AutoFDO compilation has two places that do inlining - the sample profile loader that does inlining with context sensitive profile, and the regular inliner as CGSCC pass. Ideally we want most inlining to come from sample profile loader as that is driven by context sensitive profile and also retains context sensitivity after inlining. However the reality is most of the inlining actually happens during regular inliner. To track the number of inline instances from sample profile loader and help move more inlining to sample profile loader, I'm adding statistics and optimization remarks for sample profile loader's inlining.
However the reality is most of the inlining actually happens during regular inliner.
I would imagine among all the functions with inline instance in profile, only those small and warm/cold functions which are not inlined in early inliner will be inlined in regular inliner. The number of those small/warm and small/cold functions may be large. We found it was helpful to inline warm functions before (but have to pay some cost of code size increase. It is better to only inline small/warm functions). For small and cold functions, I think it doesn't matter whether they are inlined early or late.
It is helpful to collect some optimization remarks here, so thanks for the patch.
The first parameter in the declaration of OptimizationRemark is "const char *PassName", so why not use DEBUG_TYPE?
I feel "NeverInline" may be more clear than "NotInline" in terms of showing it is illegal to inline.
Not inlined candidate may be reported multiple times here because of the iterative outer loop.
I guess you put the OptimizationRemark here because you want to know the exact reason of why the candidate with inline instance in profile is not inlined (here the reason is not hot enough), then some more information should be emitted to explain it.
If you don't care the exact reason, then it is better to generate the optimization remark in the loop iterating localNotInlinedCallSites. localNotInlinedCallSites contains all the candidates with inline instance in profile but not being inlined for whatever reason including the reason of "not hot enough".
Test new pass manager as well.
rename the vars with just a number.
I would imagine among all the functions with inline instance in profile, only those small and warm/cold functions which are not inlined in early inliner will be inlined in regular inliner.
Yes, small functions are the majority. But there're still others.
For small and cold functions, I think it doesn't matter whether they are inlined early or late.

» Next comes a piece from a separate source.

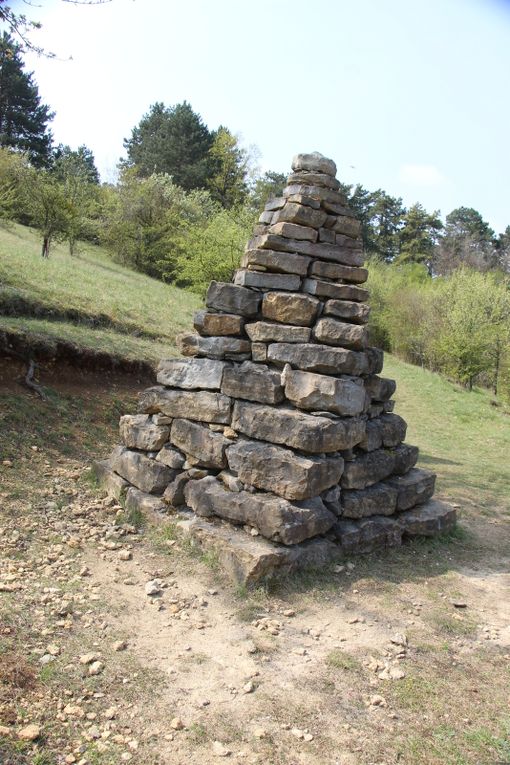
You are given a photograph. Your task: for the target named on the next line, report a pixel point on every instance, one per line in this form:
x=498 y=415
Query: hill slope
x=87 y=300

It matters for post-inline profile quality. If it's inlined early by replay inliner of sample loader, the context sensitive profile will be kept. However, if replay inliner rejects them, and later they got inlined by CGSCC inliner, we will have to do count scaling for inlinee so it's not as accurate as if we inline early and preserve context-sensitive profile. This doesn't matter much for the result of inline decision, but it matters for post-inline profile quality which can affect block layout later.
DEBUG_TYPE is "sample-profile" and I feel it's too broad for practical uses as it covers sample usages, weight propagation, and inlining. I wanted to have something that only gives me inlining remarks, thus using "sample-profile-inline" instead here.
Good point about "NeverInline", will change.
Yes, I care about the reasons. I will change the message to make the reason explicit in the output remarks.
Restructured remarks sample profile loader inlining:
- Split into InlineAttempt, InlineSuccess and InlineFail for remark names.
- Use OptimizationRemark only for InlineSuccess and OptimizationRemarkAnalysis for the rest.